Hari demi hari berlalu dan aku mendapat kabar kalau mahasiswi yang telah mencuri hatinya ternyata telah hamil! Aku menuntut cerai tapi semula Sasongko tak mau. Ia minta aku tetap jadi istrinya dan ia juga akan menikahi gadis itu. Tentu saja aku menolak dimadu. Kami bercerai dan aku selama beberapa bulan kembali ke rumah orang tuaku.
Setelah pikiranku tenang, aku mulai menata diri dan mencari pekerjaan. Syukurlah tak butuh waktu lama aku menunggu, karena aku diterima bekerja di Batam. Dua tahun bekerja di sana, aku ditugaskan di kantor cabang perusahaan di Denpasar, Bali.
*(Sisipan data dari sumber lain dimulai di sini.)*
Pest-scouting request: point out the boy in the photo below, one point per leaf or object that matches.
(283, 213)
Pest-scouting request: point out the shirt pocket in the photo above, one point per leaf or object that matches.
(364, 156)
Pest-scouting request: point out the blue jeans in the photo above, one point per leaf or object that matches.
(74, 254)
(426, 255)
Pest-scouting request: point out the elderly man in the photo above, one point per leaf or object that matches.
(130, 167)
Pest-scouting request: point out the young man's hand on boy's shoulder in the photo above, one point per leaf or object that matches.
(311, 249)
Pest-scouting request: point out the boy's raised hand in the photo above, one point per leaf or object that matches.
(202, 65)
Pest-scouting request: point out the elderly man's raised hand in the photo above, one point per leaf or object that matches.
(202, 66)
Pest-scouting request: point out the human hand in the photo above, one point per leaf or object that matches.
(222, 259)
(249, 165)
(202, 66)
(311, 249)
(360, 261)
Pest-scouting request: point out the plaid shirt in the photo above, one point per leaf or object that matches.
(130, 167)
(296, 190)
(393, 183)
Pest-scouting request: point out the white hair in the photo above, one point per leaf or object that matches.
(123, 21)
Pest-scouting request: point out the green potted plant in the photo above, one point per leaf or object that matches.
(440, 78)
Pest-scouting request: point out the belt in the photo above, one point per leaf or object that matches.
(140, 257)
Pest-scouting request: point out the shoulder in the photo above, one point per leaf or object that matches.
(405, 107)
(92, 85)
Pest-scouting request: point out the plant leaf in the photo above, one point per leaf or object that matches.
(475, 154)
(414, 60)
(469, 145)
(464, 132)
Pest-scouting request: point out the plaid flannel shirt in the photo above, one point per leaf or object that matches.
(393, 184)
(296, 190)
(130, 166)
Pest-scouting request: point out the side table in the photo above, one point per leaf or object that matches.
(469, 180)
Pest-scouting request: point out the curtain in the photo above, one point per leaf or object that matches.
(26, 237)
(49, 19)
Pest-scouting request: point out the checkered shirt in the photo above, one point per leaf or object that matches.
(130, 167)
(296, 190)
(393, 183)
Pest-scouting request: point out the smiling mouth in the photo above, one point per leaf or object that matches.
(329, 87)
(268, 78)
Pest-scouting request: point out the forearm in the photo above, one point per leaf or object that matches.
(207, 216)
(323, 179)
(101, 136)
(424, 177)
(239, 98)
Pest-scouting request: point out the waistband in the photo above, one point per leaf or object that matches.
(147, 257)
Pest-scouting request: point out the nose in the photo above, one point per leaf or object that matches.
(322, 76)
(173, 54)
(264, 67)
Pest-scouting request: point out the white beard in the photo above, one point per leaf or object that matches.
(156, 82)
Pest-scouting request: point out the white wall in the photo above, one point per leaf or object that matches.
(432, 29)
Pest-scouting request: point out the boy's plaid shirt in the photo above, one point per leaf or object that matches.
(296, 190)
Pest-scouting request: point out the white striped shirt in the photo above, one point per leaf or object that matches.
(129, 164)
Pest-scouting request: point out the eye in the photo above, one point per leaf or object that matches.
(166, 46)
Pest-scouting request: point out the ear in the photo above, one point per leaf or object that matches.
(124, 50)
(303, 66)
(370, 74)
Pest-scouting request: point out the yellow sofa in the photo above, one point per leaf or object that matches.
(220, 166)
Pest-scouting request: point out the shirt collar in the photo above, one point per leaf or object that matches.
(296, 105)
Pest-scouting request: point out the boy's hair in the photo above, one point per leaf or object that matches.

Namun hanya sebentar, karena kemudian aku dipercaya untuk menangani kantor cabang di Surabaya. Saat diberi tahu tentang hal itu, aku sempat ragu. Betapa tidak. Kupikir aku tak akan menginjakkan kakiku untuk kedua kalinya di kota terbesar kedua di Indonesia, karena trauma itu masih melekat kuat di benakku. Setelah berkonsultasi dengan saudara-saudaraku, termasuk kakakku yang di Surabaya, akhirnya kumantapkan tekadku untuk menerma tugas itu.
Pada 2007 aku berkenalan dengan seorang lelaki asli Surabaya dan setelah berpacaran 3 bulan, kami pun menikah. Karena sulit memperoleh anak, aku kembali berkonsultasi dengan sejumlah dokter spesialis kandungan, hingga akhirnya pada awal 2011 lalu aku hamil. Sayangnya, saat usia 3 bulan kehamilanku, aku mengalami keguguran.
Meski demikian aku tidak berputus asa. Meski usia sudah tak lagi muda, aku masih berharap dan berusaha untuk mendapatkan momongan, karena ternyata ucapan Sasongko saat kami bersitegang tentang perselingkuhannya dulu yang menyatakan kalau aku mandul tidak terbukti.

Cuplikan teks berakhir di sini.